DEM Parti heyeti ile PKK lideri Abdullah Öcalan arasındaki görüşmelere değinen Bahçeli, “silah bırakma” çağrısını kastederek “beklenen çağrının” bir an önce yapılması gerektiğini ifade etti. Bahçeli şunları söyledi:
Adına DEAŞ denilen yapıyı kimin doğurduğu, kimlerin kucağında büyüdüğü, hangi hizmeti yaptığı ve sonunda efendileri tarafından aylarca nasıl bombardımana ve kimyasal saldırıya tabi tutulup yok edildikleri birkaç yıl öncenin gerçekleridir.
Bu açıdan şanı, şerefi, tarihi ve vicdanı çok büyük olan Türk milleti kaçınılmaz son vuku bulmadan ülkemize her türlü kötülüğü yapmış ve yapmak amacıyla pusuda bekleyen terör örgütüne ve bütün teröristlere bir kapı açmış bulunmaktadır.
Geliniz, silahlarınızı öldürülmeden önce siz kendi iradenizle bırakınız. Pişman olduğunuzu, bu mücadelenin asla sonuç vermeyeceğini açıklayınız. Binlerce insanımıza yaşattığınız acılardan duyduğunuz pişmanlığı duyurunuz. Küresel güçlerin hizmetinde bölgesel aktörler olmaya bir son veriniz. Aziz milletimizin sizler için reva göreceği akıbete teslim olunuz.

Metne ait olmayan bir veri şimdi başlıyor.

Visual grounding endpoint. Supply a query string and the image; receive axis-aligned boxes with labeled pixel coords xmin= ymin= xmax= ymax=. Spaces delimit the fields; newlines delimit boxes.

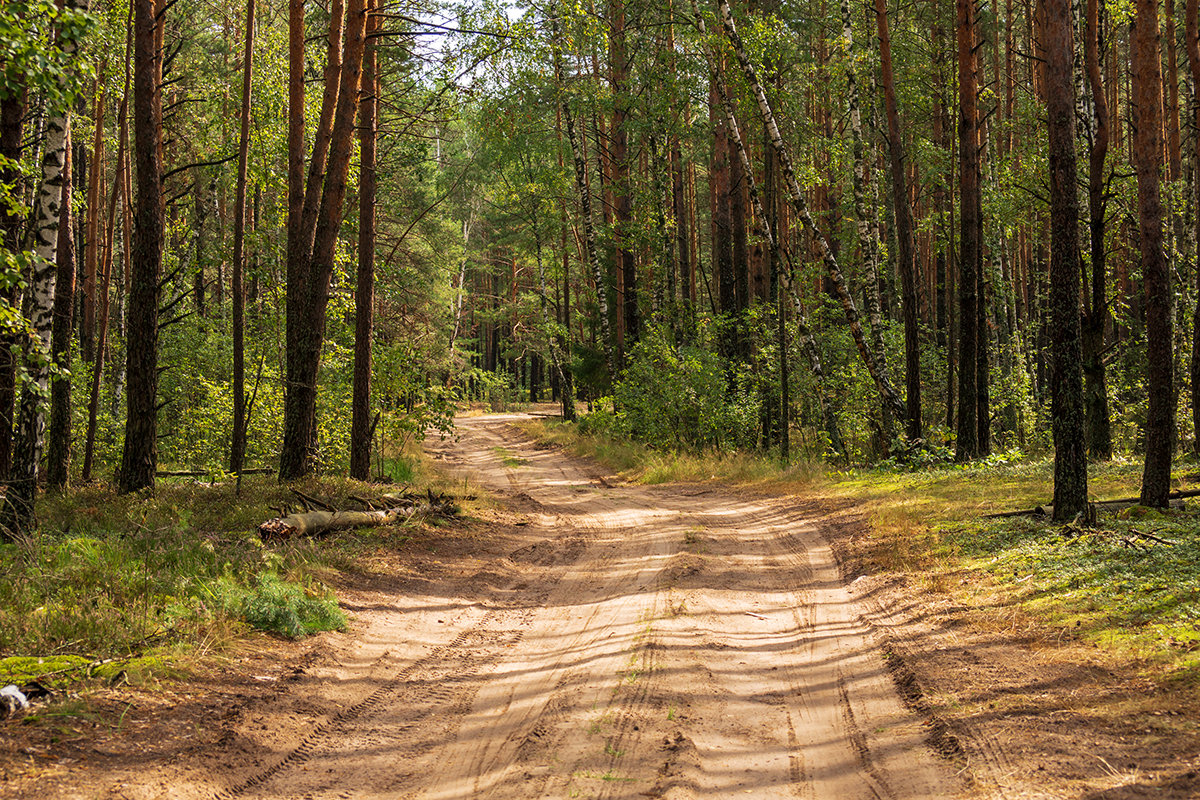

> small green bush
xmin=231 ymin=572 xmax=346 ymax=639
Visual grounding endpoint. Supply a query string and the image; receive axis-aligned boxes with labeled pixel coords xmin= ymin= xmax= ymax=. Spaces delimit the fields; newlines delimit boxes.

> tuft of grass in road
xmin=521 ymin=420 xmax=823 ymax=485
xmin=526 ymin=421 xmax=1200 ymax=682
xmin=492 ymin=447 xmax=529 ymax=468
xmin=0 ymin=476 xmax=451 ymax=684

Son olarak diyeceğim odur ki, DEM heyeti ile İmralı arasındaki görüşmelerin terörsüz Türkiye’ye önşartsız destek olması ve beklenen çağrının bir an evvel açıklanması samimi dileğimdir.
Ne Mutlu Türk’üm Diyene. Ne mutlu terörsüz Türkiye’nin gün doğumuna.